The problem occurs when 'update.formula' calls 'terms.formula(..., simplify=TRUE)' which defines and calls a function 'fixFormulaObject'. The first line of 'fixFormulaObject' attempts to extract the contents of the RHS of the formula via 

tmp <- attr(terms(object), "term.labels")

but this omits any offsets. Replacing that line with the following, which I think pulls in everything except the response, *seems* to fix the problem without disrupting the guts of 'terms' itself:

tmp <- dimnames( attr(terms(object), "factors"))[[1]][ -attr( terms, 'response')]

The suggested line might be simpler than checking the 'offset' component of 'terms(object)', which won't always exist.

Footnote: strange things happen when there is more than one offset (OK, there probably shouldn't be, but I thought I'd experiment):

test> fit2 <- glm( y ~ offset( x) + offset( log( x)) + z, data=df)
test> fit2$call
glm(formula = y ~ offset(x) + offset(log(x)) + z, data = df)

test> fit2u <- update( fit2, ~.)
test> fit2u$call
glm(formula = y ~ offset(log(x)) + z, data = df)

Curiously, the 'term.labels' attribute of 'terms(object)' now includes the second offset, but  not the first.


*******************************

Mark Bravington
CSIRO (CMIS)
PO Box 1538
Castray Esplanade
Hobart
TAS 7001

phone (61) 3 6232 5118
fax (61) 3 6232 5012
Mark.Bravington@csiro.au 

--please do not edit the information below--

Version:
 platform = i386-pc-mingw32
 arch = i386
 os = mingw32
 system = i386, mingw32
 status = 
 major = 1
 minor = 8.1
 year = 2003
 month = 11
 day = 21
 language = R

Windows 2000 Professional (build 2195) Service Pack 4.0

Search Path:
 .GlobalEnv, ROOT, package:methods, package:ctest, package:mva, package:modreg, package:nls, package:ts, package:chstuff, package:handy2, package:handy, package:debug, mvb.session.info, package:mvbutils, package:tcltk, Autoloads, package:base
1 day later
#
On Tue, 9 Mar 2004 Mark.Bravington@csiro.au wrote:

            
Sorry, but that is a common programming error.  The possible values of
attr(terms, "response") are 0 or 1 (although code should not rely on the 
non-existence of 2, 3, ...).  foo[-0] == foo[0] is a length-0 vector.

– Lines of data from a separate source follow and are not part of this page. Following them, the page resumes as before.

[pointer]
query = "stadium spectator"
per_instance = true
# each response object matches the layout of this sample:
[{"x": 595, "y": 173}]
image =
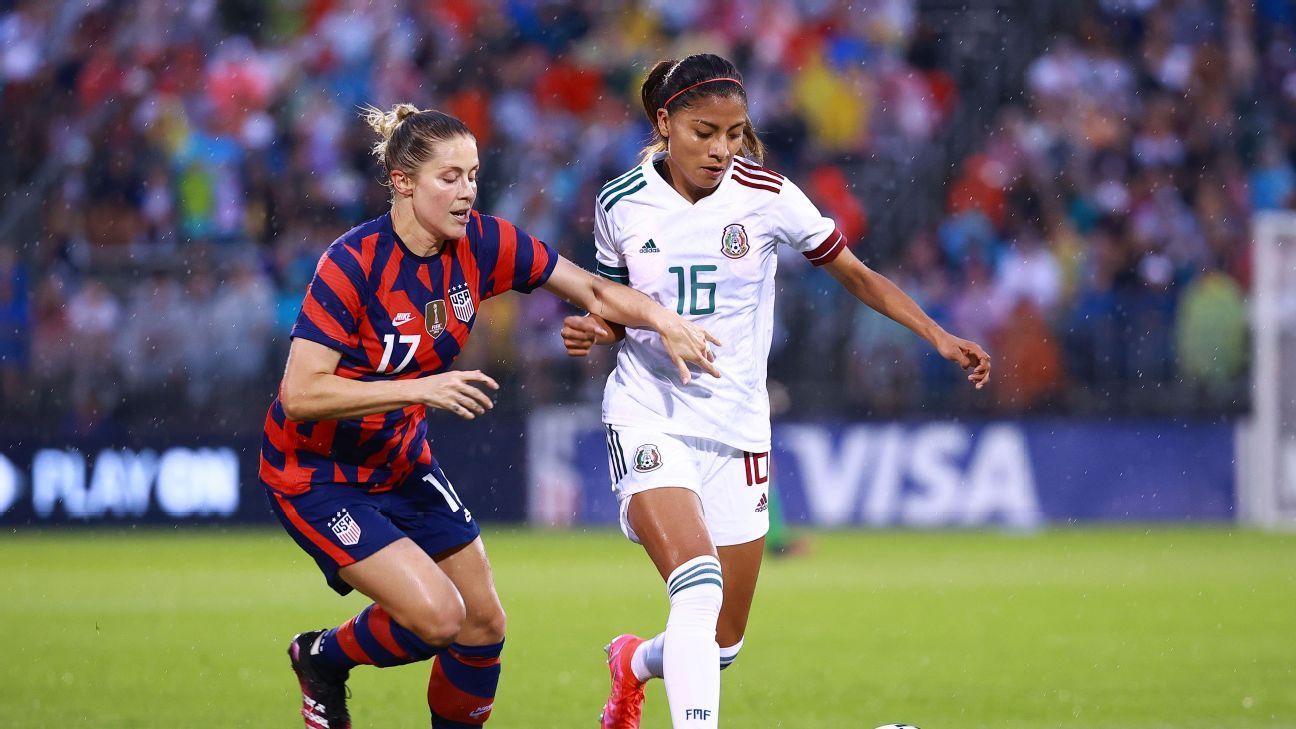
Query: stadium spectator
[{"x": 173, "y": 130}]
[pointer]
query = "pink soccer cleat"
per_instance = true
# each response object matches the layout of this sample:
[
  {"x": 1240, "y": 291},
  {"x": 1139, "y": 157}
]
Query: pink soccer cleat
[{"x": 625, "y": 705}]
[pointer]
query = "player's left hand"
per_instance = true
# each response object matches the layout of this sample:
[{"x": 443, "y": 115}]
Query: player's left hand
[{"x": 968, "y": 354}]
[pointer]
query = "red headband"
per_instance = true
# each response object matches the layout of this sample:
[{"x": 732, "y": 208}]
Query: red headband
[{"x": 696, "y": 84}]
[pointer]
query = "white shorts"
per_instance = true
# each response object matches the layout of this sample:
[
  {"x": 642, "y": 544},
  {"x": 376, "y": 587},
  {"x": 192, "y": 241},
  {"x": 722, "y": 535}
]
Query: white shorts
[{"x": 731, "y": 484}]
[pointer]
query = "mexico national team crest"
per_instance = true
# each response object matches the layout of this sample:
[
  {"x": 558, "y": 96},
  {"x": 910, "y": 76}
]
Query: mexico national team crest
[
  {"x": 734, "y": 240},
  {"x": 462, "y": 300},
  {"x": 647, "y": 458},
  {"x": 434, "y": 317},
  {"x": 346, "y": 529}
]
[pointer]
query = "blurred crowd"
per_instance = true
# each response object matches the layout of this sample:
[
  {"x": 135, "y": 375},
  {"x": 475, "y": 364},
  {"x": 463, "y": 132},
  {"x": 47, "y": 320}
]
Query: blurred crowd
[{"x": 192, "y": 160}]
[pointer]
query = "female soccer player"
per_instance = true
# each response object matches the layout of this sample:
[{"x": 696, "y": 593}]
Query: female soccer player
[
  {"x": 695, "y": 227},
  {"x": 345, "y": 457}
]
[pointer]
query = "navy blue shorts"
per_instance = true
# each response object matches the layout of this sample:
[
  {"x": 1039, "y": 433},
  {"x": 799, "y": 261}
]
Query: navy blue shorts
[{"x": 338, "y": 524}]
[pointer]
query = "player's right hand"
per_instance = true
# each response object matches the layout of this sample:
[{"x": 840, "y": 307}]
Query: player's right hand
[
  {"x": 686, "y": 341},
  {"x": 456, "y": 392},
  {"x": 579, "y": 335}
]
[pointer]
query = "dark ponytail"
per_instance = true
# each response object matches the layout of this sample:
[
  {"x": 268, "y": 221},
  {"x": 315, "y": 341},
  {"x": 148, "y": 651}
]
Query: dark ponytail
[{"x": 677, "y": 84}]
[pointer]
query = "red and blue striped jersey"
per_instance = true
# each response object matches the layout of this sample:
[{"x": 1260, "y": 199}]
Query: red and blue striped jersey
[{"x": 392, "y": 315}]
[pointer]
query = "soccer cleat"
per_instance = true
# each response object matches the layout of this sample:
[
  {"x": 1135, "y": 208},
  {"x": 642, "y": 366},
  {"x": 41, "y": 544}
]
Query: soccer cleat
[
  {"x": 323, "y": 690},
  {"x": 625, "y": 705}
]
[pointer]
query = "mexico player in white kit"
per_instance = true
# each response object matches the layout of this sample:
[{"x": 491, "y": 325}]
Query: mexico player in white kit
[{"x": 696, "y": 227}]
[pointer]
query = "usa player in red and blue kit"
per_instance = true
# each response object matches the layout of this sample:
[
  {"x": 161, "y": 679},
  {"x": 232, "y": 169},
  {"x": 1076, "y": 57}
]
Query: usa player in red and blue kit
[{"x": 346, "y": 459}]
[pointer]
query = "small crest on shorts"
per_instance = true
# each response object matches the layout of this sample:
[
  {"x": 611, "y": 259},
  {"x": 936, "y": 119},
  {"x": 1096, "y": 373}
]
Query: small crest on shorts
[
  {"x": 345, "y": 528},
  {"x": 462, "y": 300},
  {"x": 647, "y": 458},
  {"x": 734, "y": 240},
  {"x": 434, "y": 317}
]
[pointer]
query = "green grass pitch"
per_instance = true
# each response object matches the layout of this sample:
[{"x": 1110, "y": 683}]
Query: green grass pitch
[{"x": 1112, "y": 628}]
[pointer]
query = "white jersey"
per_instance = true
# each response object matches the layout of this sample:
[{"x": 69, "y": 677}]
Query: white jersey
[{"x": 713, "y": 262}]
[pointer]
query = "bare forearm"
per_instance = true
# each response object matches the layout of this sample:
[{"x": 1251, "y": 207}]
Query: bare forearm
[
  {"x": 329, "y": 397},
  {"x": 889, "y": 300}
]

Also, in R please use rownames(): it is easier to read and safer.
That is allowed, and works in general.
The issue here is the code to remove offset terms fails if two successive 
terms are offsets, but not otherwise.
#
On Wed, 10 Mar 2004, Prof Brian Ripley wrote:

            
There is a second level of problems.  The rownames include all terms, even 
those with - signs, so that code would collapse

y ~ x + z - z

to y ~ x + z!
It fact, only if the two successive offsets were first or last for two 
separate reasons, which made it hard to track down.

I have now committed patches for both problems.